Of course, I have found a way to have great sex. I mean, I gotta do something to satisfy my super size libido. So I go to another city and I go in disguise. A rinse to dull my flaming red hair, brown contact lenses to hide my emerald green eyes. And then I meet the men in a dimly lit bar. Why would any of them figure out who I really am? They don’t look too closely anyway, they just want sex, the same as I do. Some of them want to talk first and that’s a problem. It’s hard for me to carry on a conversation with a made up identity, pretending to be from someplace I know little about. But I just turn the conversation back to him and hint that it’s time to go up to his room – where we find much better things to do than talk.
But I want more … more than just anonymous sex … more than a guy who just wants to make it with an ubergirl. I’d like some real romance. OK, I’ll admit it. I’d like to find real love. Why not? There must be some guy out there who wants to get to know me and can love me. I might not be like an ordinary woman, but I’m basically human. So I keep looking … keep trying.
Tonight I have a date with Danny.
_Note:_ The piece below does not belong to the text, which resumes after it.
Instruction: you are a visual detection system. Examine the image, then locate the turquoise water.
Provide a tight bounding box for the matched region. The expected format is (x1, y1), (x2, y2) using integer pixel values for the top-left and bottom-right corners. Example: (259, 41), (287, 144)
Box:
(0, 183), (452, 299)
I met him when I was giving an interview at a local TV station where he works. He’s nice looking but not handsome enough to make him conceited. He seems to have a quiet confidence that I really like. After the interview he just said to me: “I know you must be very busy, but would you like to have dinner with me some time?” I told him that I would be happy to.
There he is at the door now. “Hi Danny”
“Hi, yourself.” He’s looking me over and smiling. “You look really great.” Now he’s laughing. “In fact, you look super.”
I think things might really work out this time. Wish me luck.